In [1]:
from io import StringIO

import pandas as pd
from sklearn.preprocessing import Imputer

# Identifying missing values in tabular data
Before we discuss several techniques for dealing with missing values, let's create a simple example data frame from a Comma-separated Values (CSV) file to get a better grasp of the problem:

In [2]:
csv_data = \
'''A,B,C,D
1.0,2.0,3.0,4.0
5.0,6.0,,8.0
10.0,11.0,12.0,'''

df = pd.read_csv(StringIO(csv_data))
df

Unnamed: 0,A,B,C,D
0,1.0,2.0,3.0,4.0
1,5.0,6.0,,8.0
2,10.0,11.0,12.0,


The `StringIO` function in the preceding code allows us to read the string assigned to `csv_data` into a pandas.DataFrame as if it was a regular CSV file on our hard drive.
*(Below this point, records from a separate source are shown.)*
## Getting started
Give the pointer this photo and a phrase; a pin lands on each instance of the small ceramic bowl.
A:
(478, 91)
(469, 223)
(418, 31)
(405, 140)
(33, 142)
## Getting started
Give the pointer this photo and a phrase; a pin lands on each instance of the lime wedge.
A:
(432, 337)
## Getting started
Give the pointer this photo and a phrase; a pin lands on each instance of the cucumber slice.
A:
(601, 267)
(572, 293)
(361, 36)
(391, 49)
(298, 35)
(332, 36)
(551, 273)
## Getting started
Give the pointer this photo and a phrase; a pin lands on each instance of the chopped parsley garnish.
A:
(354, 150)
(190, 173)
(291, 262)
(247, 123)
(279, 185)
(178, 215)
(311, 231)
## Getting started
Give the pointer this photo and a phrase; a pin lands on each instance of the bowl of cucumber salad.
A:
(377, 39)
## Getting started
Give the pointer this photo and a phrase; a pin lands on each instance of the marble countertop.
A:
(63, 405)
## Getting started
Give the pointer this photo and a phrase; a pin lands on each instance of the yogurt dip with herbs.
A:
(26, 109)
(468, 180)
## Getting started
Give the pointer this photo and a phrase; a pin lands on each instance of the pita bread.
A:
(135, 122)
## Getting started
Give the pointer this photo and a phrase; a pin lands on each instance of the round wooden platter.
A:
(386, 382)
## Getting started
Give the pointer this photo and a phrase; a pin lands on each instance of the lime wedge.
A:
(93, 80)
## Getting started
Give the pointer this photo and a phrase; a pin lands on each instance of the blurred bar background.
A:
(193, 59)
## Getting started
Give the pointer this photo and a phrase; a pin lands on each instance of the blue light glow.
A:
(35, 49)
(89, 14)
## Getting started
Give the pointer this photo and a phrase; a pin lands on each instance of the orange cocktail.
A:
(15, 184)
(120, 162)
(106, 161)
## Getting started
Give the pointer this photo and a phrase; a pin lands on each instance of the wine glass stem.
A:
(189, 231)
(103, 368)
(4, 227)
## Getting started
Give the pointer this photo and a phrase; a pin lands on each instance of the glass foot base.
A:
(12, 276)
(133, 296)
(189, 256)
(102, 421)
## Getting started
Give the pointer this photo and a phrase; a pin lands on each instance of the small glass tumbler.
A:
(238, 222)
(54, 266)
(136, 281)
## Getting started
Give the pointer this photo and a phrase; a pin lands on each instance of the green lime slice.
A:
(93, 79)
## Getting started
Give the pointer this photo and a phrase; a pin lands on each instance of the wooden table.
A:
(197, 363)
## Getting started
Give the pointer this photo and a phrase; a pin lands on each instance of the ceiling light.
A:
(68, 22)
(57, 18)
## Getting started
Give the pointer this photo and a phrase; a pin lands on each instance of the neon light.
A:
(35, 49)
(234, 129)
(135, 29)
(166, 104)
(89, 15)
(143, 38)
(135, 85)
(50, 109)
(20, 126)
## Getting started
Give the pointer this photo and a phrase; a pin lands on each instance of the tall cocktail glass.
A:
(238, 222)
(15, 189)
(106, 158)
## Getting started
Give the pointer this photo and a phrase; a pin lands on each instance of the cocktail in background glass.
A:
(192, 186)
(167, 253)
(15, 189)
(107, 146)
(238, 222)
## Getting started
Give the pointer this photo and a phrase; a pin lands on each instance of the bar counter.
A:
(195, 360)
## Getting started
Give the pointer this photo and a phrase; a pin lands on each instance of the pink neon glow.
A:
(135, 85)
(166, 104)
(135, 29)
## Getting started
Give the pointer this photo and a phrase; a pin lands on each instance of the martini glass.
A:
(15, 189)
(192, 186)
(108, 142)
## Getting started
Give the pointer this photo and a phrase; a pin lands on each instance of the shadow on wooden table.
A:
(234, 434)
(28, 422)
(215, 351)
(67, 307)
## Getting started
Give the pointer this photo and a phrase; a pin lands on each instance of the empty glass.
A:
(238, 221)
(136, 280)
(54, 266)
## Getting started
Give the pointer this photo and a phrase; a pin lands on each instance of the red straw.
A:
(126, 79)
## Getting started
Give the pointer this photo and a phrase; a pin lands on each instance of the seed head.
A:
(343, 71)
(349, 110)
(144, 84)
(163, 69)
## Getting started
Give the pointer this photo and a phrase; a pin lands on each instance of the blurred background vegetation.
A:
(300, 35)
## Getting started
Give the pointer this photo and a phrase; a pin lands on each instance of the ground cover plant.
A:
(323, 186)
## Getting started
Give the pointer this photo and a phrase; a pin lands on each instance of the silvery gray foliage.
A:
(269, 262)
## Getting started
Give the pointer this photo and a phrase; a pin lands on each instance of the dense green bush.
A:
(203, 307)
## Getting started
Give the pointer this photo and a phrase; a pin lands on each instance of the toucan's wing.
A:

For a larger DataFrame, it can be tedious to look for missing values manually; in this case, we can use the isnull method to return a DataFrame with Boolean values that indicate whether a cell contains a numeric value (False) or if data is missing (True).
Using the sum method, we can then return the number of missing values per column as follows:

In [44]:
 df.isnull().sum()

A    0
B    0
C    1
D    1
dtype: int64

## Eliminating samples or features with missing values

One of the easiest ways to deal with missing data is to simply remove the corresponding features (columns) or samples (rows) from the dataset entirely; rows with missing values can be easily dropped via the dropna method:

In [45]:
 df.dropna(axis=0)

Unnamed: 0,A,B,C,D
0,1.0,2.0,3.0,4.0


Similarly, we can drop columns that have at least one NaN in any row by setting the axis argument to 1:

In [46]:
 df.dropna(axis=1)

Unnamed: 0,A,B
0,1.0,2.0
1,5.0,6.0
2,10.0,11.0


## Imputing missing values

One of the most common interpolation techniques is mean imputation, where we simply replace the missing value with the mean value of the entire feature column. A convenient way to achieve this is by using the
Imputer class from scikit-learn, as shown in the following code:

In [47]:
imr = Imputer(missing_values='NaN', strategy='mean', axis=0)
imr = imr.fit(df.values)
imputed_data = imr.transform(df.values)
imputed_data

array([[ 1. ,  2. ,  3. ,  4. ],
       [ 5. ,  6. ,  7.5,  8. ],
       [10. , 11. , 12. ,  6. ]])

Here, we replaced each NaN value with the corresponding mean, which is separately calculated for each feature column. If we changed the `axis=0` setting to `axis=1`, we'd calculate the row means. Other options for the strategy parameter are median or most_frequent, where the latter replaces the missing values with the most frequent
values. This is useful for imputing categorical feature values, for example, a feature column that stores an encoding of color names, such as red, green, and blue, and we will encounter examples of such data later in this chapter.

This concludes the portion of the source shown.